End of terror trial?
The trial against Mohammed Ajmal Amir Kasab, a Pakistani national and alleged Lashkar-e-Tayyeba (LeT) operative, might end soon. Vigensh Iyer reports.india Updated: Jul 20, 2009 23:34 IST
The trial against Mohammed Ajmal Amir Kasab, a Pakistani national and alleged Lashkar-e-Tayyeba (LeT) operative, might end soon.
Legal eagles feel that with Kasab pleading guilty now the judge just has to decide upon the quantum of sentence after ascertaining that he confessed “voluntarily”.
The lone surviving gunman pleaded guilty in the special court on Monday and gave a detailed account of the plot and his role in the Mumbai terror strike that lasted over 60 hours.
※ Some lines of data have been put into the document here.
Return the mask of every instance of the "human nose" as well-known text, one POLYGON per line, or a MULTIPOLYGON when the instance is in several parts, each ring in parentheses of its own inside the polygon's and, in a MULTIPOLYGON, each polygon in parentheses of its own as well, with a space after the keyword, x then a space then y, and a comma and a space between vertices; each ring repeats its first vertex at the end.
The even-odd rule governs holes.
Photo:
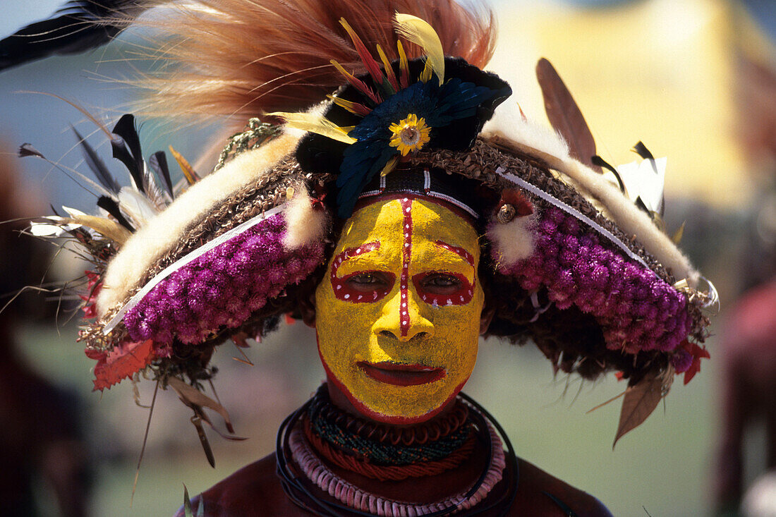
POLYGON ((400 342, 433 336, 434 323, 423 314, 416 297, 411 290, 399 290, 393 297, 386 297, 373 327, 375 333, 400 342))

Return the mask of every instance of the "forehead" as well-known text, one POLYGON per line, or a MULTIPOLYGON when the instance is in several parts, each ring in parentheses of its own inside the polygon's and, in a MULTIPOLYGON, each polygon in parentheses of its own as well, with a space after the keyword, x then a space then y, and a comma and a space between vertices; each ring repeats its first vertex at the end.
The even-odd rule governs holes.
POLYGON ((338 250, 365 242, 390 244, 397 241, 398 244, 397 238, 401 238, 409 225, 414 247, 421 241, 442 241, 479 255, 477 233, 468 221, 436 203, 410 199, 409 213, 402 208, 401 200, 373 203, 359 210, 345 223, 338 250))

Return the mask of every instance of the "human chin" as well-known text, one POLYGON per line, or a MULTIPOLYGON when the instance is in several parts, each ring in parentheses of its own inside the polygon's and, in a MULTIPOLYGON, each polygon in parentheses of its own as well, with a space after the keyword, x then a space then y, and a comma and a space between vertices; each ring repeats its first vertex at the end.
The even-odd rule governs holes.
POLYGON ((397 199, 357 211, 316 290, 330 390, 380 422, 442 411, 476 360, 479 251, 473 228, 433 203, 397 199))
POLYGON ((421 363, 355 361, 349 368, 332 369, 323 354, 321 362, 329 383, 353 409, 392 425, 419 423, 439 414, 455 399, 473 367, 452 367, 451 372, 421 363))

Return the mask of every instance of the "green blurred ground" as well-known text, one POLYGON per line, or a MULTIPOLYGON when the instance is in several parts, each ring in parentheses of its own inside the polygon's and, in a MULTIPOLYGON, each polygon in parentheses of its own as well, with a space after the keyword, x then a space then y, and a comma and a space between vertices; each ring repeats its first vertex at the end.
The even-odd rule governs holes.
MULTIPOLYGON (((134 499, 132 484, 147 410, 133 402, 128 382, 91 393, 90 361, 73 342, 71 331, 40 328, 23 331, 26 352, 36 367, 88 402, 87 437, 95 457, 94 515, 169 515, 183 500, 274 448, 286 415, 303 402, 323 378, 312 335, 301 324, 283 326, 248 350, 255 366, 233 361, 222 347, 217 388, 238 434, 227 442, 213 432, 217 468, 211 469, 196 440, 190 415, 172 393, 160 392, 134 499)), ((708 343, 714 354, 713 338, 708 343)), ((236 353, 236 352, 234 352, 236 353)), ((687 387, 677 379, 666 400, 615 450, 619 401, 586 411, 618 394, 613 376, 594 385, 553 379, 549 363, 534 347, 483 343, 465 391, 489 409, 507 429, 519 456, 598 497, 615 515, 702 515, 710 511, 709 468, 718 425, 719 363, 703 365, 687 387)), ((140 386, 151 401, 153 383, 140 386)))

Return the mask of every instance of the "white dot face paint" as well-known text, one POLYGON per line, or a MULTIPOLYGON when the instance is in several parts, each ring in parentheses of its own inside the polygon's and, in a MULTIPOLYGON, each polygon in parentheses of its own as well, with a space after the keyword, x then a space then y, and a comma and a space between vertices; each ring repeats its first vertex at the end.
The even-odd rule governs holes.
POLYGON ((431 418, 476 359, 484 296, 476 232, 426 199, 372 203, 346 223, 316 290, 321 360, 365 416, 431 418))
Kasab has been charged with 86 separate offences, including murder and waging war against India.
Kasab described to the court his 10-member team’s journey from Karachi, Pakistan, on a boat, their landing in Mumbai on the night of November 26, 2008; and his participation in the firing at Chhatrapati Shivaji Terminus, Cama hospital and near Metro Cinema with partner Abu Ismail.
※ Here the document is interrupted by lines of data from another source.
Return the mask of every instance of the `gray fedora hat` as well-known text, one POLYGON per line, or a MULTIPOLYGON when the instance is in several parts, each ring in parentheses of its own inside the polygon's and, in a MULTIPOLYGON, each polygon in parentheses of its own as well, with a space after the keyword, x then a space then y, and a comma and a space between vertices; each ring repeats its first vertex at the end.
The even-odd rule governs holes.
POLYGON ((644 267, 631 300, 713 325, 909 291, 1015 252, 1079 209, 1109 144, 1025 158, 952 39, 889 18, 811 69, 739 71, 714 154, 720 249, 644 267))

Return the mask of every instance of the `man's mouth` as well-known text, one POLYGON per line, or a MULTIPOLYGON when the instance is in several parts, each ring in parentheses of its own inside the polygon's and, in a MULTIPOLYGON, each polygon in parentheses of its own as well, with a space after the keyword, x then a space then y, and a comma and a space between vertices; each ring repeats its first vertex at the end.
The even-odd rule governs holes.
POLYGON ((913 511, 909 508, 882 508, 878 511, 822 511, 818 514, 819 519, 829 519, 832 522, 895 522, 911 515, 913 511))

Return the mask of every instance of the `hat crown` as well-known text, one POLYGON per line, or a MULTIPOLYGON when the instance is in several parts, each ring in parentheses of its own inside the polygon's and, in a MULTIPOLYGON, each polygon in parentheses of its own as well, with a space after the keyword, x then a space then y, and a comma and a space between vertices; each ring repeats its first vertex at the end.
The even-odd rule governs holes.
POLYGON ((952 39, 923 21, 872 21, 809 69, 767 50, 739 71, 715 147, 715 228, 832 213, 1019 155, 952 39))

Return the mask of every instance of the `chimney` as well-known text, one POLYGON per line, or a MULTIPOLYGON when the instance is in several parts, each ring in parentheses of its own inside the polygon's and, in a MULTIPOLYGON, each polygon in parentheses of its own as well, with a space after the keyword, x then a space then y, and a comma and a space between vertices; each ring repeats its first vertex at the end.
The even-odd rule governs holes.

Former sessions court judge and practising lawyer V.P. Patil said: “This is the end of the case. Now the argument would be only on the quantum of the punishment that would be awarded to Kasab. The court just has to ascertain whether Kasab is under pressure from anyone.”
Agreed advocate Asim Sarode. “If the judge is convinced that the statement made by Kasab is at his own will then the judge would start deciding upon the quantum of punishment.”
Special Public Prosecutor in many high-profile cases, including the 2008 Malegaon, Rohini Salian said: “An accused can plead guilty even in the midst of the trial. Now the court is entrusted with the job of ascertaining whether he is in normal mental condition and free from any pressure or allurement.”
If the special court is convinced that he pleaded guilty voluntarily, then Kasab might be sentenced. The trial of the other two suspected LeT operative Fahim Ansari and Sabahuddin Ahmed would be separated, she added.
Calling it an important turning point in an important trial, senior criminal lawyer Majid Memon said: “With Kasab pleading his guilt the trial against him would take very less time. The court just has to see whether his statement is voluntary.”